# lump on her ear



## Jaz's dad (Aug 12, 2009)

This morning, after letting Jaz out of her crate, I could tell something was bugging her, so she jumped on the couch and curled up.
So i started giving her cuddles and strokes and gave her ears a bit of a rub, and found she wasn't confartable with playing with one of her ears.

After further investigation, I discovered she has a lump about the size of 25c coin just under the surface of her skin. It feels kinda squidgy when pressed. This lump is on her rigtht ear only.

Anyone come accross something similar, or should i take her to the vets for a check over?


----------



## Nizmo (Jan 15, 2009)

could be a number of things. take your dog to the vet.


----------



## Nizmo (Jan 15, 2009)

put a hot wash cloth on it and hold it on there for a while see if that dont bring it down


----------



## performanceknls (Apr 4, 2009)

It is a hematoma of the ear, I have drained them my self and put them on antibiotics but unless you know what you are doing (like you a tech) I suggest going to the vet. It will not heal on it's own a vet needs to drain the blood and put your dog on antibiotics.
Most important thing is not to let your dog shake it's head it will make it worse. If you dog is shaking it's head and you cannot get to the vet then tape the ear to the dogs head so it cannot flop around till you get to the vets.

Ear Hematoma

What is a Hematoma?
A hematoma is an accumulation of blood and blood clots in a localized area. Ear hematomas are a common problem that affects dogs and cats. The ear is supplied with blood through a central artery that runs up the back portion of the "floppy" portion (pinna) of the ear. Frequently this blood vessel may be damaged by trauma and begin to bleed under the skin. This can occur from bite wounds, play chewing on the ear from other pets, banging the ear with a foot during itching or from shaking the ears violently in response to a foreign body in the ear such as a foxtail. The ear is constructed like a sandwich made of two layers of skin with cartilage in the center. When a blood vessel on the ear is damaged, it leaks into the space between the cartilage and the skin. The blood is being pumped into the ear under pressure and as it continues to enter the ear, its force pulls the skin off the cartilage. With time, the blood pocket grows until the pressure in the pocket is high enough to stop the blood from pumping into it. It is not uncommon for a hematoma to appear within a matter of hours.

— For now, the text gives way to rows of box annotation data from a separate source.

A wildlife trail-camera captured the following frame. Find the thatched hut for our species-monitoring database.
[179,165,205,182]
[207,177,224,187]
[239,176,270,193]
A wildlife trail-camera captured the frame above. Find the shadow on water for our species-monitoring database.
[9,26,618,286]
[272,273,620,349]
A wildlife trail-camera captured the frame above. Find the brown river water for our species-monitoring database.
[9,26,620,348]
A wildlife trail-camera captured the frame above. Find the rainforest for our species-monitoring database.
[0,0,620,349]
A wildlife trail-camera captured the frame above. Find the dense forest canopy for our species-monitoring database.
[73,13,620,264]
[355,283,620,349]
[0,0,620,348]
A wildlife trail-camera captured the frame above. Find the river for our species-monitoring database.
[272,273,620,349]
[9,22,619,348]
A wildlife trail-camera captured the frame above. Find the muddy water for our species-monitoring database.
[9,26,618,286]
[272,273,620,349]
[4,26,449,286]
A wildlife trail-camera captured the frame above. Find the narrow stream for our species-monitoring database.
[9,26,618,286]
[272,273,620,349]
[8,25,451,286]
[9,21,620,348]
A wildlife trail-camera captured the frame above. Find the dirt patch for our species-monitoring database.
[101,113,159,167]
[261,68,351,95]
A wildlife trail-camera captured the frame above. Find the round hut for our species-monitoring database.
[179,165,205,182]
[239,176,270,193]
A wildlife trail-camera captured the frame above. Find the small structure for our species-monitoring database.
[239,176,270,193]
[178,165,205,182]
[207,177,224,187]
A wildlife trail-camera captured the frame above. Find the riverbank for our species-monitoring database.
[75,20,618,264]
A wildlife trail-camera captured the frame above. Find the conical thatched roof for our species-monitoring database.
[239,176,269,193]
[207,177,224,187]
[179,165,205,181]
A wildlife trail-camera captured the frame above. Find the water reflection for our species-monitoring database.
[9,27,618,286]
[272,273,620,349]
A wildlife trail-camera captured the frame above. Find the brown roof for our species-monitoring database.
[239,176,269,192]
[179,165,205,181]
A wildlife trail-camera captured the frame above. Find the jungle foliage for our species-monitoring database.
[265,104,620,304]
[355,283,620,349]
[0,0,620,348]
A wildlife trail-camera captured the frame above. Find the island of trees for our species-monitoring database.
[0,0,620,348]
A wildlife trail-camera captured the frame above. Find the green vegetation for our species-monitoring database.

How can we treat a Hematoma?
Throughout the years many different approaches have been taken to treat hematomas. We know that simple drainage of the hematoma with a needle almost never works in clearing up the problem. This is due to the fact that the blood simple fills up the space once it has been drained. The most reliable treatment for this problem in our hands is surgery. During this procedure, your pet will be anesthetized. Then the ears will be thoroughly checked for infections or foreign materials stuck in them. Next, the hematoma will be opened along its length. The blood and clots are removed from the cavity. Then the cartilage is roughened with a scalpel blade to help allow the skin to stick back to it (much in the same way you sand a metal surface before painting it). Finally, the ear is sewn back together with stitches that go through both sides of the ears (similar to baseball glove stitching). The ear is then wrapped around the head for a period of two weeks to allow the skin and cartilage to heal back together. Generally we check the progress of the healing at one week and remove the sutures after two weeks. During that time, <Animal> will have to wear an Elizabethan protection collar to prevent damage to the surgical site. We will dispense antibiotics for you to administer at home.

What is the prognosis for recovery from a hematoma?
With appropriate surgical treatment and aftercare, the prognosis is very good in about 90% of the cases. Ten percent (10%) of the cases may have recurrence of the hematoma despite our best efforts. Frequently, the ear may develop scar tissue, which can cause the ear to become slightly disfigured. This is unpredictable and unavoidable. If there is recurrence of the hematoma during the first month post operatively, we will repeat the surgery at a 50% discount from the first surgery.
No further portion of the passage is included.